Hoping to learn what sets our brains apart from those of the Neanderthals, scientists have inserted a gene from our extinct cousins into human brain organoids — miniature versions of the real thing — and watched them grow in a lab dish.
Modern human DNA shares a large portion of its genetic code with archaic species like the Neanderthals and Denisovans, but the genes that aren’t shared might have been particularly important for evolution, according to researchers from the University of California, San Diego.
They used CRISPR genome-editing technology to replace a modern gene with an archaic Neanderthal variant within a human cortical organoid — a 3D structure grown from a stem cell that mimics neurodevelopment of the cerebral cortex.
“My question was, what makes us uniquely humans, different from any other species including our extinct relatives?” said lead researcher Alysson Muotri. “The idea is the most novel aspect here.”
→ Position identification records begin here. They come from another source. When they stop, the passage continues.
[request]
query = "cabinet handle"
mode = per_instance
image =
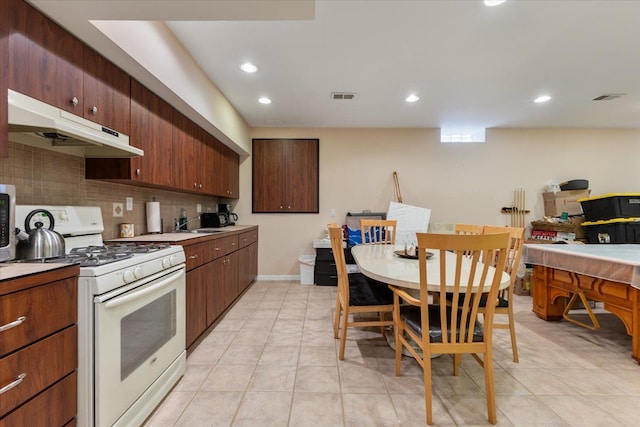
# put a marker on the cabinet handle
(11, 385)
(13, 324)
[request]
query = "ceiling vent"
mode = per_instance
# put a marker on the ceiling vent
(608, 96)
(343, 95)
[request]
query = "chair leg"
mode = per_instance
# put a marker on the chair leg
(512, 329)
(457, 361)
(396, 333)
(489, 386)
(336, 318)
(428, 398)
(343, 337)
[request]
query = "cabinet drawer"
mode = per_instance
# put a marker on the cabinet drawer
(232, 244)
(247, 238)
(56, 406)
(45, 309)
(43, 362)
(217, 248)
(196, 255)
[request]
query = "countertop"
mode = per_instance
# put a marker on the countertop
(181, 237)
(11, 270)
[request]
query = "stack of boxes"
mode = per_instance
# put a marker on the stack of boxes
(612, 218)
(555, 205)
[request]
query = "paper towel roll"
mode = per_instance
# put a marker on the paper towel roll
(153, 217)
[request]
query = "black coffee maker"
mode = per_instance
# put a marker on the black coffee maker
(224, 209)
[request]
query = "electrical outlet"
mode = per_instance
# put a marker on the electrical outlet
(118, 210)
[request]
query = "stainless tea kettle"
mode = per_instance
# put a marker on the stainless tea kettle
(39, 243)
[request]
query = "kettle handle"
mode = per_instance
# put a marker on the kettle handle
(27, 220)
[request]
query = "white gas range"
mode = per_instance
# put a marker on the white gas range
(131, 318)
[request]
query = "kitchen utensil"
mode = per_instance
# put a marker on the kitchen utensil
(39, 242)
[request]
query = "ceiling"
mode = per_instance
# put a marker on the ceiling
(472, 66)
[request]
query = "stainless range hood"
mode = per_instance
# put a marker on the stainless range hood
(35, 123)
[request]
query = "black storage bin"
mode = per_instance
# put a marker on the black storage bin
(610, 206)
(620, 230)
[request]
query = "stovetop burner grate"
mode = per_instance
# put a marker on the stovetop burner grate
(92, 256)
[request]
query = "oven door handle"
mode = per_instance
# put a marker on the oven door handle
(137, 294)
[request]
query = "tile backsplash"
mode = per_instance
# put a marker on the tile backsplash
(44, 177)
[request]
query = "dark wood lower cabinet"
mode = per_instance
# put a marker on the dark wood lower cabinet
(41, 350)
(218, 271)
(196, 301)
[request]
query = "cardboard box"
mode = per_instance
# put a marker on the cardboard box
(564, 201)
(552, 235)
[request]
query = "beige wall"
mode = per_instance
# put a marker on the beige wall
(458, 182)
(44, 177)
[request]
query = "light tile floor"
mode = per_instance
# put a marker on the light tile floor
(272, 361)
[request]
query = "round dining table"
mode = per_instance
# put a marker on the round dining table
(389, 264)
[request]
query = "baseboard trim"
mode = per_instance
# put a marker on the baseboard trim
(272, 278)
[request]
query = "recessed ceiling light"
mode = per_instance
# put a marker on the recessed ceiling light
(248, 67)
(541, 99)
(493, 2)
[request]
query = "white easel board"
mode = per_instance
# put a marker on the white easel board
(411, 220)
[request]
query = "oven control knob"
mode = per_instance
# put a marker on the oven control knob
(138, 272)
(128, 276)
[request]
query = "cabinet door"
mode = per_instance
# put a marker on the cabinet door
(196, 304)
(216, 303)
(232, 173)
(302, 175)
(151, 130)
(186, 152)
(269, 174)
(107, 92)
(45, 61)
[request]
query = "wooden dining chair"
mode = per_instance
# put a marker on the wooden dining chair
(505, 296)
(452, 328)
(378, 231)
(357, 295)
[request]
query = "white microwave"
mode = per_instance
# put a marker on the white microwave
(7, 222)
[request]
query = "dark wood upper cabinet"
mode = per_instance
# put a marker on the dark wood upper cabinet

After comparing archaic DNA sequences with those of human populations today from around the world, Muotri and his team used the protein-coding gene NOVA1 for the study, published Thursday in Science. NOVA1 can be found within both modern and archaic DNA, but is one of only 61 genes with unique variants found in modern humans that aren’t shared with our archaic kin out of over 20,000 protein-coding genes.
NOVA1 has a managerial role as a master regulator of the developing nervous system and synapse formation. As a result, any changes from introducing the Neanderthal variant into the mini-brains would affect numerous other genes and be easier to spot. The pathways for the gene have been associated with conditions such as autism and schizophrenia.
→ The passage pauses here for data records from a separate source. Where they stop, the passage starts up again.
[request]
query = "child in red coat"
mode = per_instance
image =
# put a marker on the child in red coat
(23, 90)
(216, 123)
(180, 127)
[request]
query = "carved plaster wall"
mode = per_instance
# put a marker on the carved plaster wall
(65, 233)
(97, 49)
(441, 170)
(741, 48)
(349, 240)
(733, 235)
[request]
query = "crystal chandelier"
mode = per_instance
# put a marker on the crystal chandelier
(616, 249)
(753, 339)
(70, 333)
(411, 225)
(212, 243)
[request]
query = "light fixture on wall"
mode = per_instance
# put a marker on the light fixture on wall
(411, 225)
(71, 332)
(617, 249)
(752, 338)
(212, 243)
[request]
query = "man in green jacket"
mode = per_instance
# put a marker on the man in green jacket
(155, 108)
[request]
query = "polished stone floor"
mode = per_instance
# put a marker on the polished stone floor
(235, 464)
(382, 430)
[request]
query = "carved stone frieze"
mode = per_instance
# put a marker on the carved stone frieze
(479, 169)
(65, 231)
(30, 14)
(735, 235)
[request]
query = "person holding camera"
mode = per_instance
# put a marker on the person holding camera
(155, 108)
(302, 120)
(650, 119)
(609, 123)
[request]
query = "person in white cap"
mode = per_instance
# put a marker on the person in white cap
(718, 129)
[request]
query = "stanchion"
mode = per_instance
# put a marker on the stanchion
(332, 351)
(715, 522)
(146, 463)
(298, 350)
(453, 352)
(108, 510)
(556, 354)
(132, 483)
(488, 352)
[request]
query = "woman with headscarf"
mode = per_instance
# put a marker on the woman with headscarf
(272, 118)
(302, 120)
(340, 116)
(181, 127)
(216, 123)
Muotri’s team noticed changes in neurodevelopment after inserting the archaic gene in place of the modern one, but they’re careful not to qualify changes as better or worse. With the archaic NOVA1, neural synapses were firing at a faster rate, meaning the neurons would mature faster than modern human neurons do.
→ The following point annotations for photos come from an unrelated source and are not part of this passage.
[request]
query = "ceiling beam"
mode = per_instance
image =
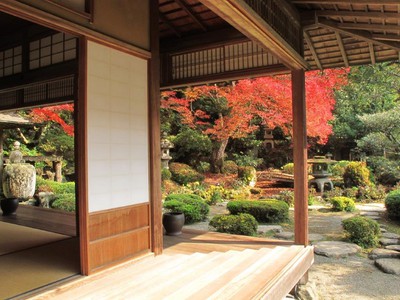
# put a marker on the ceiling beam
(191, 14)
(244, 19)
(358, 34)
(354, 14)
(312, 49)
(342, 50)
(364, 2)
(169, 25)
(386, 37)
(361, 26)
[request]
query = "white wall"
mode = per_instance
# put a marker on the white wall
(118, 157)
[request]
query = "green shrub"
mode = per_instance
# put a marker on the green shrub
(193, 206)
(356, 174)
(386, 172)
(371, 193)
(165, 174)
(230, 167)
(392, 203)
(183, 174)
(243, 224)
(248, 175)
(43, 185)
(288, 168)
(362, 231)
(286, 196)
(64, 202)
(264, 211)
(342, 204)
(338, 168)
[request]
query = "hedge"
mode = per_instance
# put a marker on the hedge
(264, 211)
(243, 224)
(194, 207)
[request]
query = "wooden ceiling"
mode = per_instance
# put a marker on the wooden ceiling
(336, 33)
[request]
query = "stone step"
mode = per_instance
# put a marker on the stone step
(393, 247)
(387, 242)
(389, 265)
(390, 235)
(383, 253)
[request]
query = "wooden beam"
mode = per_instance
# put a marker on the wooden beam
(355, 14)
(372, 53)
(386, 37)
(361, 35)
(169, 25)
(348, 2)
(202, 41)
(81, 161)
(300, 158)
(244, 19)
(191, 14)
(156, 229)
(342, 50)
(312, 49)
(361, 26)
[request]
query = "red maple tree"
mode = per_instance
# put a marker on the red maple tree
(53, 113)
(234, 107)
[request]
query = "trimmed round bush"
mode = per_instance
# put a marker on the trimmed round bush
(356, 174)
(183, 174)
(288, 168)
(165, 174)
(243, 224)
(392, 203)
(248, 175)
(193, 206)
(264, 211)
(64, 202)
(230, 167)
(342, 204)
(362, 231)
There was a reason modern humans evolved with the slower-developing gene, Muotri speculated. He pointed to the difference between humans and chimpanzees as an example: Baby chimpanzees develop much faster than humans. They can independently hunt and feed themselves early on while human parents are still caring for their child. But with a slower development in early stages, human brains become much more complex later on.
“Perhaps a good experiment would be to go to the chimpanzee and add the human version of that gene,” Muotri said. “Would that make the brain develop slower and would that chimp become more human-like in terms of cognition?”
Such an experiment will not be performed by Muotri. He hopes next to use the same genome-editing methods to test the effects of archaic variants of the 60 remaining modern-specific protein-coding genes. The results will form a catalog of genetic modifications in order to build a better understanding of the human brain’s evolutionary journey.
Muotri’s ambitions move faster than technical limitations — he’s wanted to do a study like this with Neanderthal genes since before technology like CRISPR and organoids were available. But using relatively new technology can also put qualifiers on research. CRISPR, he knows, is not perfect, and could unintentionally hit different regions of the genome. Organoids mimic brain development, but they’re not the same as a real brain in a real body and can’t be linked to specific behaviors. Still, he believes the study could have biomedical implications down the line.
“It’s a very useful model to move science forward and to get a better understanding of how the brain develops and how our genetic background affects that,” said Michael Gregory, who studies Neanderthal genetics in the brain at the National Institute of Mental Health and was not involved in this study.
Most scientific research on archaic DNA focuses on that which we have in common with the past, rather than the genetic code that separates us from it, according to Muotri. Genetic code shared with Neanderthals has been shown to provide advantages, such as in adapting to high altitudes, and disadvantages, such as susceptibility to diabetes.
“The opportunity to use technology similar to this with other genetic changes opens up a world of scientific possibilities,” said Gregory.
The study was performed on two cell lines from distinct neurotypical humans, and experts hope that more can be done on multiple cell lines from different ancestral, racial, and neurodiverse backgrounds to understand how the ancient gene variants impact different populations.
“The idea of what makes us human is an important question for anyone, whether you’re a scientist or not,” said Gregory. “And understanding how evolution has impacted and shaped us to make us who and what we are today is really important.”